Years later, that memory of those feelings inspired his new single, “O Big City.”
“This song is about feeling displaced and the discomfort that goes with that,” he says of the track, which comes from his forthcoming full-length album, State to State (set for release on April 24). The song – intertwining Americana and folk – builds laid back verses into jaunty choruses, with guitar, fiddle and organ providing an easygoing backdrop for Burchfield’s wistful lyrics.
“O Big City” takes an unflinching look at how hard it can actually be to follow where your heart is trying to lead you, as Burchfield discovered when he finally attempted to put down roots in the West. “When I finally made my first move to Golden, Colorado, it was kind of a false start,” he admits. “I went out for a seasonal job and when it was over, I didn’t have much else to keep me afloat. So I came back home to K.C. to chase this girl I’d been seeing and I was just miserable. I avoided all my friends for a while – I was just unwilling to acknowledge that I’d bailed on the dream so quickly.”

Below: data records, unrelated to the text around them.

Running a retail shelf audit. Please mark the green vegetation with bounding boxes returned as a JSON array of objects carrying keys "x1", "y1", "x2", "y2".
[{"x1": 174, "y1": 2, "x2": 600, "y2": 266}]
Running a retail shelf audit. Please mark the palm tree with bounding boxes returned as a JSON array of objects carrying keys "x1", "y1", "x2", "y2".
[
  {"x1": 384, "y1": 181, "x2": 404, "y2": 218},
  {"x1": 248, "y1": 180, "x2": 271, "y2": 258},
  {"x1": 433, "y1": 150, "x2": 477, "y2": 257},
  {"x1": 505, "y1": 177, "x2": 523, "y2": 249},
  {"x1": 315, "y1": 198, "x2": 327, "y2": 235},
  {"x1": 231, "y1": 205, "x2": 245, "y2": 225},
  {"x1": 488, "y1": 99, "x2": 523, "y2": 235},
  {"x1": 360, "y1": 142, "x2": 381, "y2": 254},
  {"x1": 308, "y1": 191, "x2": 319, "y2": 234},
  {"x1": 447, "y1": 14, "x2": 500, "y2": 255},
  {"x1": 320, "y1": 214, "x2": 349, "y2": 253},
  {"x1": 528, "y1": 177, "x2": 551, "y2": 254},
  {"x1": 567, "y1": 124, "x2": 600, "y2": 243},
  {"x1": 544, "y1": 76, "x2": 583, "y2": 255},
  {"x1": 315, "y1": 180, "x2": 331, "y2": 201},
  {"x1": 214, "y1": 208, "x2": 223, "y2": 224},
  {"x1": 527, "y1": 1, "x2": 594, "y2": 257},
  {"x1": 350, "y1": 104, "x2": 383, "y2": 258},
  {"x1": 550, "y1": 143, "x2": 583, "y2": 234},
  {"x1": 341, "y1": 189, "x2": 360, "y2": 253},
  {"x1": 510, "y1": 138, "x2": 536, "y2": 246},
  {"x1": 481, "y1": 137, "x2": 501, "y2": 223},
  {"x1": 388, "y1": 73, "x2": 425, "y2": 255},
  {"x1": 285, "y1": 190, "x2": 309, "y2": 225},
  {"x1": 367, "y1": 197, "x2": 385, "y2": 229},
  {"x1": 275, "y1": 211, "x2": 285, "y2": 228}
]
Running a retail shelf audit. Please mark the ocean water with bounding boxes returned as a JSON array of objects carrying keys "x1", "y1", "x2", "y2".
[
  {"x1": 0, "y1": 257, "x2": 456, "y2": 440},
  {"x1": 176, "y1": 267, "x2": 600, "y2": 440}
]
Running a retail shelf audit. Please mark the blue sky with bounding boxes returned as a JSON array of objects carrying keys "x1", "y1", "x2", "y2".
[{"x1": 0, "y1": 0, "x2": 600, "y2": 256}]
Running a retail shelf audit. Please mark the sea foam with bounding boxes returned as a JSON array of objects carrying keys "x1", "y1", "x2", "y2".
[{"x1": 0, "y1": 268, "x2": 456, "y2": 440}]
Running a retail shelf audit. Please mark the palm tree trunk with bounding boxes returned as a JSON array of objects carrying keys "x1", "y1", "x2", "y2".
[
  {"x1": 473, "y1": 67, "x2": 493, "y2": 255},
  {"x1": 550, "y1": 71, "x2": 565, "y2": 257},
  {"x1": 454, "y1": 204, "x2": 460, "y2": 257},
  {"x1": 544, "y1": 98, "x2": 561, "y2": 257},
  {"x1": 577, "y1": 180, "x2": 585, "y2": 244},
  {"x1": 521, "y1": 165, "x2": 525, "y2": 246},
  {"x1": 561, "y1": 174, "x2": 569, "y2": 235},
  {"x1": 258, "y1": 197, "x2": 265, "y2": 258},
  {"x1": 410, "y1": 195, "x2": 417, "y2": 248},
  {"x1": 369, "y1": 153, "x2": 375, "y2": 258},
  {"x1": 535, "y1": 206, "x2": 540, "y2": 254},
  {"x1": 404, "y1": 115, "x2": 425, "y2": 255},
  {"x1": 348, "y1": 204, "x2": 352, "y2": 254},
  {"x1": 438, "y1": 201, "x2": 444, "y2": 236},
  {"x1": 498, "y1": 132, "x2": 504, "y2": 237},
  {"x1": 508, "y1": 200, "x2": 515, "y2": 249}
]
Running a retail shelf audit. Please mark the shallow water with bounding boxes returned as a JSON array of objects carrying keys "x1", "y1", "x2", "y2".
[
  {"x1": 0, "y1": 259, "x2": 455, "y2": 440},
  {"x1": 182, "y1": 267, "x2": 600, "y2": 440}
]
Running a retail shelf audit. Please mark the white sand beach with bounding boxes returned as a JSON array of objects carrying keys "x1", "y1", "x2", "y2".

Despite the subject matter, this is not a depressed song. The straightforward style Burchfield uses is in keeping with those early lessons he learned around the campfire – the music doesn’t rely on flashy tricks to make an impression, and there is no self-pity in the clear-eyed lyrics. This type of solid songcraft would make Burchfield fit right in on a bill with the likes of Lucinda Williams or Jason Isbell.
Although “O Big City” tells the story of someone left yearning for somewhere else, it turns out that Burchfield’s real-life story has a happy ending: “I eventually moved back to Colorado and a couple years later I met my wife.”
He has also established a loyal fanbase, proving that the Rocky Mountains truly are the right home for him, and for his music.